Increased business at the brewery allowed Hamm to engage in other ventures. In 1874, he partnered with Philip Thon to become part owner of the Brainerd Flouring Mills, a company that adjoined the brewery on Phalen Creek. In keeping with his previous roots in the butcher trade, Hamm kept as many as forty steers in fattening stalls near the brewery. He raised pigs, slaughtered them, and provided sausage meat to customers throughout the city.
In 1865, the small brewery produced just five hundred barrels of beer a year. That number grew to nearly six thousand by 1878, then surged to twenty-six thousand by 1882. By 1886, two decades after its start, Hamm's Brewery was producing forty thousand barrels annually, making it the second largest brewery in Minnesota. What began as a small operation overlooking Swede Hollow had grown into a four-acre facility. Beer deliveries, once made by pushcart, now required a stable of horses pulling teams of delivery trucks each morning.
Hamm and his wife, along with close friends, spent thirteen months traveling through Europe in 1886, including a visit to Herbolzheim. The trip mixed business with pleasure, allowing them to explore the region while Hamm toured breweries for inspiration. While they were away, their eldest son, William, hired German American architect Augustus Gauger to build a new home for his parents at 671 Greenbrier Street. The twenty-room, eight-fireplace house sat on a bluff overlooking the brewery and Swede Hollow. In the years that followed, Hamm's children occupied four homes on the same block.

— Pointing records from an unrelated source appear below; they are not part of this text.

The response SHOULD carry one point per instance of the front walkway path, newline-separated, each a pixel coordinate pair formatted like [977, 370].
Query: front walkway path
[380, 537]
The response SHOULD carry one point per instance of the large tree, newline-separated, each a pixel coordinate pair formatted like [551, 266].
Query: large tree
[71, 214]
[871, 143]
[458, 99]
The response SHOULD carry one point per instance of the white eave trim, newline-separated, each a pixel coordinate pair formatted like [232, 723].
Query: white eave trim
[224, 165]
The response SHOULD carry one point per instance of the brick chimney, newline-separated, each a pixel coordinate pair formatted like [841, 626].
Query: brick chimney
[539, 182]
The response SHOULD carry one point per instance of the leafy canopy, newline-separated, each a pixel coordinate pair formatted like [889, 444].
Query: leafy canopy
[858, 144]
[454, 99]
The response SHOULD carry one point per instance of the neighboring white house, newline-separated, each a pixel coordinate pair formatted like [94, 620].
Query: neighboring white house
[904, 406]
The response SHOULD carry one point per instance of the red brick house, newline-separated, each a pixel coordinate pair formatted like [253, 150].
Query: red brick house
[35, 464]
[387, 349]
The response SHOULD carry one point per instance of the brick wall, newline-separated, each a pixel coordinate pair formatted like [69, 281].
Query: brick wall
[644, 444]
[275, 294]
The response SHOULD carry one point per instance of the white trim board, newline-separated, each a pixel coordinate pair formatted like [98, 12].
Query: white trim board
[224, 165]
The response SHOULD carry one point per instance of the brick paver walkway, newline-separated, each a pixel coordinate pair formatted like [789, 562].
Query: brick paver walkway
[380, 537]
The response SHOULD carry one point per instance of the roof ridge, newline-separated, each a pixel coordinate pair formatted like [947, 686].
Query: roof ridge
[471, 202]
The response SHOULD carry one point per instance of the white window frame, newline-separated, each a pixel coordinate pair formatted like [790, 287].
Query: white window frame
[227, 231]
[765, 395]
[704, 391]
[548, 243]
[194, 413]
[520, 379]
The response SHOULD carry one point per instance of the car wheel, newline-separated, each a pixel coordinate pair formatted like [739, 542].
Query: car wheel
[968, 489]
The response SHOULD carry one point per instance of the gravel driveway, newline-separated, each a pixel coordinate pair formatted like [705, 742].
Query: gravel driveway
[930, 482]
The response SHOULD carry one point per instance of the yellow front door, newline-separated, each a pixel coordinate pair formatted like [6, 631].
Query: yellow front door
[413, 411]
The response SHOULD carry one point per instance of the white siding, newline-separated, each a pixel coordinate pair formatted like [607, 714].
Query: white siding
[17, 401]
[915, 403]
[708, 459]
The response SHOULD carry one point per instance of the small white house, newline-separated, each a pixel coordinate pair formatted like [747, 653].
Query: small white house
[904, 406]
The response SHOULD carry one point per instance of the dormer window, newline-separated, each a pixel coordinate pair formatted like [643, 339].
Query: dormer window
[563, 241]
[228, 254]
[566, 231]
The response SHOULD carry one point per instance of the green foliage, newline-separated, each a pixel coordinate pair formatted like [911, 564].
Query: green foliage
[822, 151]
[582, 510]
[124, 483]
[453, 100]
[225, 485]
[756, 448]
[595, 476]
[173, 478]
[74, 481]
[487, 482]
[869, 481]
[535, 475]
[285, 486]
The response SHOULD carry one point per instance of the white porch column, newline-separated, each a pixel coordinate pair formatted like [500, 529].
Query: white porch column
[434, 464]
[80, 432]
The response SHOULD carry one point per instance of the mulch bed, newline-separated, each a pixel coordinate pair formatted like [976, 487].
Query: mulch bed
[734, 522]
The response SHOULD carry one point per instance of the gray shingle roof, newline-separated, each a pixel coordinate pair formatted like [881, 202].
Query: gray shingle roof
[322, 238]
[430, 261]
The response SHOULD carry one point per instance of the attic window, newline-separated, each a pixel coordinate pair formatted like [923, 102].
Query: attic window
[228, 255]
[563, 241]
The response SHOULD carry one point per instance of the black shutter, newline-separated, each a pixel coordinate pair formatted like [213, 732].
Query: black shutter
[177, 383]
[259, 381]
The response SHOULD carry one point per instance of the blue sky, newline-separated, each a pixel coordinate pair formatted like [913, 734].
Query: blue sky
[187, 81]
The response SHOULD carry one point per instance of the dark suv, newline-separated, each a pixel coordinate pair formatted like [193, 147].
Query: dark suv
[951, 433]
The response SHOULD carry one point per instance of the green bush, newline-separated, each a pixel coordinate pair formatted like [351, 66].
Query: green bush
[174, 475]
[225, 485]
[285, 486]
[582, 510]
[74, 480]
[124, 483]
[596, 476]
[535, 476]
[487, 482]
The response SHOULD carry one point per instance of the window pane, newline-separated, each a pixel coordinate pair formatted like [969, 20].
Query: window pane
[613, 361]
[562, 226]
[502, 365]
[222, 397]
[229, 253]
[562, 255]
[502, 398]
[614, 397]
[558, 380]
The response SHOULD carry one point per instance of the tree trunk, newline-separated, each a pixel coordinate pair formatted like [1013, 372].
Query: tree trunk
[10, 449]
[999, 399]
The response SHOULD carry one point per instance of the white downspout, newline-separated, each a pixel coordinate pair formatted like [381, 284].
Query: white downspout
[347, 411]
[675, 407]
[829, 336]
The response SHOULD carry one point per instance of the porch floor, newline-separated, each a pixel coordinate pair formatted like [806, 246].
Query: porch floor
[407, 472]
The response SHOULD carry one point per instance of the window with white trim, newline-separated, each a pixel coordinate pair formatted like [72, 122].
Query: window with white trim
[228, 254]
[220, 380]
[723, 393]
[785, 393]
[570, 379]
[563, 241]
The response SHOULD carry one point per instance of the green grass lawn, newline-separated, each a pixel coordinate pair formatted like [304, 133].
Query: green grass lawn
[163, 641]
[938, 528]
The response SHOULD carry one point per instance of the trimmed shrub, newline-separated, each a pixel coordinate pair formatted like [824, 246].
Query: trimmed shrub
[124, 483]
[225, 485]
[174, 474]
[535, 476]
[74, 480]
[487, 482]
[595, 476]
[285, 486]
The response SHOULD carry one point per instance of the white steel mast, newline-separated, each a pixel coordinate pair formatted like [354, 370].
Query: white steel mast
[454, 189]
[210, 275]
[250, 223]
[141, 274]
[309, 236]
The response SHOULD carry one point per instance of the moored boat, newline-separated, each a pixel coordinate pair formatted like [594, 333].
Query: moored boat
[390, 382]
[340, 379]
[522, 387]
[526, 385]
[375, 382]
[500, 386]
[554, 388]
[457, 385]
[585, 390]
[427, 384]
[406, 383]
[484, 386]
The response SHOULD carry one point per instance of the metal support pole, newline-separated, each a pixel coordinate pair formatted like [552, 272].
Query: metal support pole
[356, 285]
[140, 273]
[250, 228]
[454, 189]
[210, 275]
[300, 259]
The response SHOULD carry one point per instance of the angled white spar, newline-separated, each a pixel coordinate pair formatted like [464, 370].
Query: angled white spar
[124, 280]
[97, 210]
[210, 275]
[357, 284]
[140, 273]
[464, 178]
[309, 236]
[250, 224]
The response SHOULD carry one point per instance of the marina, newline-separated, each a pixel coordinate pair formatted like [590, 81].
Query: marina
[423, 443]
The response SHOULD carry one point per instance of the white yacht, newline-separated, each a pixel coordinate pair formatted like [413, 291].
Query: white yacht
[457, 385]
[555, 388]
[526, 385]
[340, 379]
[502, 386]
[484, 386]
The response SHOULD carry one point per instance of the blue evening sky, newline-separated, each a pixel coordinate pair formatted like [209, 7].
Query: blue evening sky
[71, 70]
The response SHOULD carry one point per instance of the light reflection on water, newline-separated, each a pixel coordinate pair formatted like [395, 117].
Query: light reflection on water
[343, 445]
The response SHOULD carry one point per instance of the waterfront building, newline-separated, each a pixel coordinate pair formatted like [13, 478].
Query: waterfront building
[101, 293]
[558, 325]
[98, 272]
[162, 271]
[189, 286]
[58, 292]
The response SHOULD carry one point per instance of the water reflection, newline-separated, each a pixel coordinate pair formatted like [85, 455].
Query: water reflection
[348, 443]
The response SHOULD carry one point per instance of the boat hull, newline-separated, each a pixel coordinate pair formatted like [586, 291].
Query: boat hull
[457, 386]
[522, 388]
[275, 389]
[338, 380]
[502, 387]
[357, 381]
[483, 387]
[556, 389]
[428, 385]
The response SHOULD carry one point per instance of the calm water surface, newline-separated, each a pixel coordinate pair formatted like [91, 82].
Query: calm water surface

With business booming, Hamm modernized the brewery to meet growing demand. On September 27, 1894, he unveiled the "modern" Hamm's Brewery with a public inspection of the new facility. What had started as a small operation had grown into a sprawling complex with an expanded brewhouse, bottling works, refrigeration, and other improvements. Production had skyrocketed from five hundred barrels a year in 1865 to one thousand barrels a day. Reports estimated more than ten thousand people attended the daylong celebration.
After Louise Hamm died on February 2, 1896, at age sixty-three, Hamm took steps to secure his children's future. Though the brewery had operated in his name since 1865, he formally incorporated it as the Theo. Hamm Brewing Company on June 1, 1896, with himself as president and his son William as secretary and treasurer. The company was valued at $1.2 million. That same day, he also incorporated Theo. Hamm Realty Company. His children received annuities.
Hamm died of heart failure on July 31, 1903, leaving behind a son and five daughters. Though still the brewery's president in name, he had been retired for years. His son William succeeded him as the company's second president.